Они выходят к какому-то очень помпезному крыльцу под открытым небом, и это уже становится вечеринкой у бассейна, что должно располагать к доверию и повышенному уровню комфорта, но это все было лишь во снах. Громогласное объявление имен заставило Анубиса едва дернуться от неожиданности. Очень по-царски, он пытался вспомнить, делали ли в его пантеоне такие же пафосные перфомансы, конечно, делали, но его лично ни разу так не объявляли, если ситуация не была формата «суд приглашает…» Второй оглушительный звук - смех из центра стола, и полненький мужчина выходит из-за него, чтобы лично поздороваться с гостями. Здесь не нужно ходить вокруг да около, чтобы понять:

- Я представлял себе твоего отца несколько иначе, - прошептал Анубис и натянул нервозную улыбку, пока громовержец спешит к ним, отодвигая мимо стоящих божков хрен-его-знает-чего. Как тайфун, от которого негде спрятаться, только у этого были очень добрые черты лица. Вот только Анубис все равно допускал любую погрешность, потому что если посмотреть на ту же Хатхор - дева неземной красоты, даже представить нельзя, как она может причинить кому-то даже маленькое «неудобство», хо-хо, внешность бывает коварно обманчива.

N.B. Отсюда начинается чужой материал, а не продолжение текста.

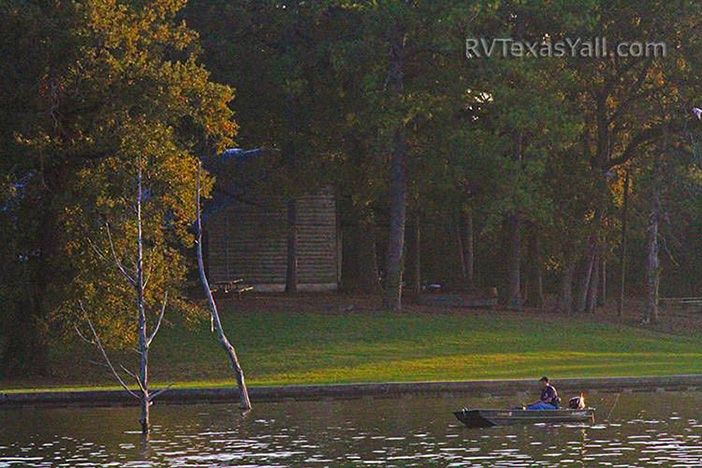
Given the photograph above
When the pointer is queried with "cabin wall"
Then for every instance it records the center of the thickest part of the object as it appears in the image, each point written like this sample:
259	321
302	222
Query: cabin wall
248	241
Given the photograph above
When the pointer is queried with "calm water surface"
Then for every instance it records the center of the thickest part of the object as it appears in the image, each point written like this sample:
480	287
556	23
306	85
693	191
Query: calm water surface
662	429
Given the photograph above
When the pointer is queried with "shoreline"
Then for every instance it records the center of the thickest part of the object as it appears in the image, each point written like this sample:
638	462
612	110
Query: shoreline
482	388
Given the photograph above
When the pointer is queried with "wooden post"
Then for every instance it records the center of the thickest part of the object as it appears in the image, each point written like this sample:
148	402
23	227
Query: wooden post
244	401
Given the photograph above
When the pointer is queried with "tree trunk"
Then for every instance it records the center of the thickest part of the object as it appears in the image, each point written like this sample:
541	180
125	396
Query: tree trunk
368	256
458	223
653	263
469	255
622	253
602	296
359	259
514	291
466	249
587	273
565	296
398	186
535	297
141	311
592	292
291	270
417	257
244	401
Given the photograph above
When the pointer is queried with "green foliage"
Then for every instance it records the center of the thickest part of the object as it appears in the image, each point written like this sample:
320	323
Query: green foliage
127	89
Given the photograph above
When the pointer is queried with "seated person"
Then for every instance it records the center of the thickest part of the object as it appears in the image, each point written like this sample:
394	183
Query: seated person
549	397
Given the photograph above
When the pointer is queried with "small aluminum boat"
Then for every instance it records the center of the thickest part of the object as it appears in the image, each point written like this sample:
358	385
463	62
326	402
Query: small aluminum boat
495	417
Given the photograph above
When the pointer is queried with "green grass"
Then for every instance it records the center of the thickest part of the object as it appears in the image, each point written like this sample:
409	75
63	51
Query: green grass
278	348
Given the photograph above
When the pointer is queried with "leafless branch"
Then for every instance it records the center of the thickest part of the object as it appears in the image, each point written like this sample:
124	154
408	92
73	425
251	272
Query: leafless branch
165	389
83	337
116	259
135	377
158	323
101	348
95	249
147	274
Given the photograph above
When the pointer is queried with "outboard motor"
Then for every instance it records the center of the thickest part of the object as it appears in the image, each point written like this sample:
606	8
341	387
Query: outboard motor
577	402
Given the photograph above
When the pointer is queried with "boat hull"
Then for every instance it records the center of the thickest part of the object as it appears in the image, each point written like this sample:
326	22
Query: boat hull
492	417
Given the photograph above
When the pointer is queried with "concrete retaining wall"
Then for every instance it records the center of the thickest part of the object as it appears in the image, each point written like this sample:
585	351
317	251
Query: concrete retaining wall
349	391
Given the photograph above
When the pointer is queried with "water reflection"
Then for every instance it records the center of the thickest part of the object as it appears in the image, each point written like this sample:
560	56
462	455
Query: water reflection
643	429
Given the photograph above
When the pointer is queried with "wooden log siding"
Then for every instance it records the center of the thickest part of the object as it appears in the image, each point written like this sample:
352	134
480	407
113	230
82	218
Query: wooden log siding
249	241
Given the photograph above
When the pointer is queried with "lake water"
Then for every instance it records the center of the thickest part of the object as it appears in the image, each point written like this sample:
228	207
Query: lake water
643	429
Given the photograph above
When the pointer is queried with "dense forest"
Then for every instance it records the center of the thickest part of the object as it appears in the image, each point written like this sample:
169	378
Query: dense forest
558	180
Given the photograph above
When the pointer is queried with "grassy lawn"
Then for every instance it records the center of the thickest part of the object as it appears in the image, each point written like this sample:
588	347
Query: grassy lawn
279	348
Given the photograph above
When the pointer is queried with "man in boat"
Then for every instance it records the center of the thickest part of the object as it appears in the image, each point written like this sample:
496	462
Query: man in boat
549	397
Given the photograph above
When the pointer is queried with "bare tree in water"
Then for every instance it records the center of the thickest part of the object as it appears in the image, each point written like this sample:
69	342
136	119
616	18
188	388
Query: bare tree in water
137	281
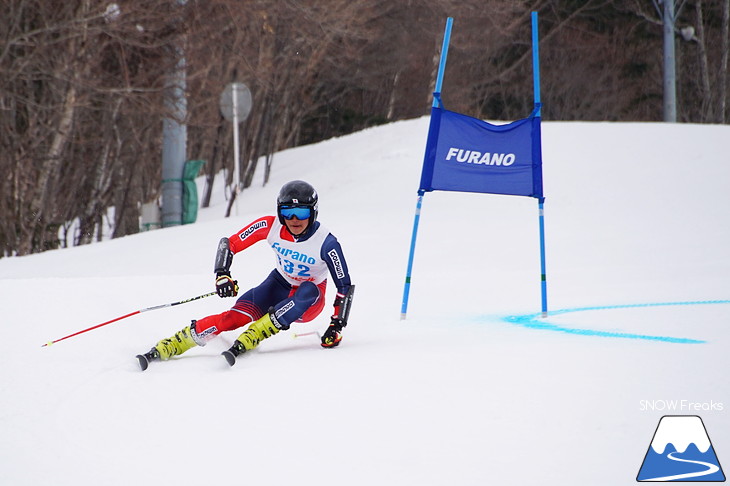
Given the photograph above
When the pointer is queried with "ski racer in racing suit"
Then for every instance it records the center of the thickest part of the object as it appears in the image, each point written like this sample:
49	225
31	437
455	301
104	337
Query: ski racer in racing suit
294	291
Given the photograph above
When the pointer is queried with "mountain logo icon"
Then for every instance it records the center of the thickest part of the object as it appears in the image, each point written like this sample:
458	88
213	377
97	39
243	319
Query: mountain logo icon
680	451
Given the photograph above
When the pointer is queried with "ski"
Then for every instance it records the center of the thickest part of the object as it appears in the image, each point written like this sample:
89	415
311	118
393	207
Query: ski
144	359
233	352
230	357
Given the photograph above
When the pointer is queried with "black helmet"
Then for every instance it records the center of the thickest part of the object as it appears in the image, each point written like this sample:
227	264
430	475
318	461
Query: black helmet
298	194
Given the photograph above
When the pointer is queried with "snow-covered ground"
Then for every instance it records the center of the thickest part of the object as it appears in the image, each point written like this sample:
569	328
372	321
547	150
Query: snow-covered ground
473	388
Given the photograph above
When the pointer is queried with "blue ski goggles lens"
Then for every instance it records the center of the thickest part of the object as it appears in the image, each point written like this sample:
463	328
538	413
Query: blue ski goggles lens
289	212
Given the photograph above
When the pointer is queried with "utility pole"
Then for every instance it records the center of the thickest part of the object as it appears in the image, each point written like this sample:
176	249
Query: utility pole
174	140
670	66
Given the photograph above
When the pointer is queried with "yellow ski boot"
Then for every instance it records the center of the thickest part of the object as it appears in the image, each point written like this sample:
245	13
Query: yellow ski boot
165	349
265	327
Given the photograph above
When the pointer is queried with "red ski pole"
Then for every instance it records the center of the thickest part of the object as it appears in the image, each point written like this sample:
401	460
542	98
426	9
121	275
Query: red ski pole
130	315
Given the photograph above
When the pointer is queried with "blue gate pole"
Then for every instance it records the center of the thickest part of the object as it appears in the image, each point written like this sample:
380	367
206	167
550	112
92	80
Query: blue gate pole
416	219
541	200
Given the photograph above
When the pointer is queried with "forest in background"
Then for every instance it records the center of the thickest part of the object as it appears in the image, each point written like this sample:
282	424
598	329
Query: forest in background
83	85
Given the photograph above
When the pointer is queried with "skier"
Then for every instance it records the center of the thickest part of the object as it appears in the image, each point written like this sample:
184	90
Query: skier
293	292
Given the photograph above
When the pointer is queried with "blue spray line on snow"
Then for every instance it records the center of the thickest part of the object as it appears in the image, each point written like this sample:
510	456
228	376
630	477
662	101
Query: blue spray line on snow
535	321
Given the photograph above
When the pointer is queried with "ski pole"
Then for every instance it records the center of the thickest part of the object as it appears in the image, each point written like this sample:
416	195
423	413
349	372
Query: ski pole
155	307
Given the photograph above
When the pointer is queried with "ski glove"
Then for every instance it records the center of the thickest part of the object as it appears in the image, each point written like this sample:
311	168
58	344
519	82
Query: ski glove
333	335
226	286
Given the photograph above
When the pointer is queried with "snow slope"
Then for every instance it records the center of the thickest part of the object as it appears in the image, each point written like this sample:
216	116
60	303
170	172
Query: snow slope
472	388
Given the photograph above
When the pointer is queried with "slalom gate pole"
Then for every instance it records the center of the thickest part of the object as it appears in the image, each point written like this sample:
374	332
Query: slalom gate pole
541	200
130	315
436	104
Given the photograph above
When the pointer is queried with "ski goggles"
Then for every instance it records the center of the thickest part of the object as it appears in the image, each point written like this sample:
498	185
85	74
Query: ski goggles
299	212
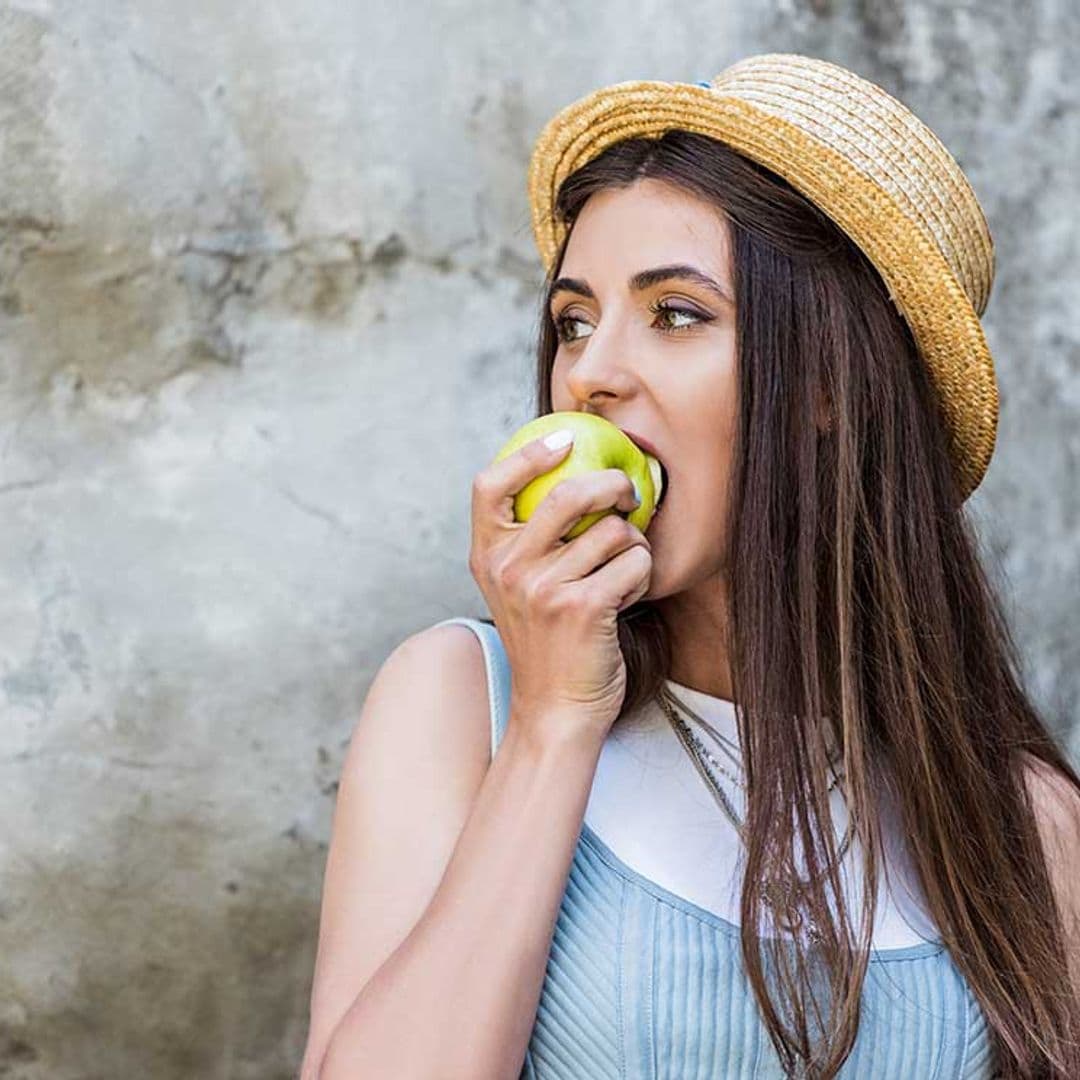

Зевс подает руку, и Анубис с улыбкой пожимает ее, пытаясь отфильтровать стартовые светские вопросы. Спасение сына. Кхм. Да, конечно, видимо, так на это тоже можно посмотреть, ох, черт…

- Спасибо, я мало что успел увидеть, - честно признался он, чувствуя себя героически в формулировке такого сложного и мужественного предложения, которое совершенно никого не должно поставить в неловкую ситуацию.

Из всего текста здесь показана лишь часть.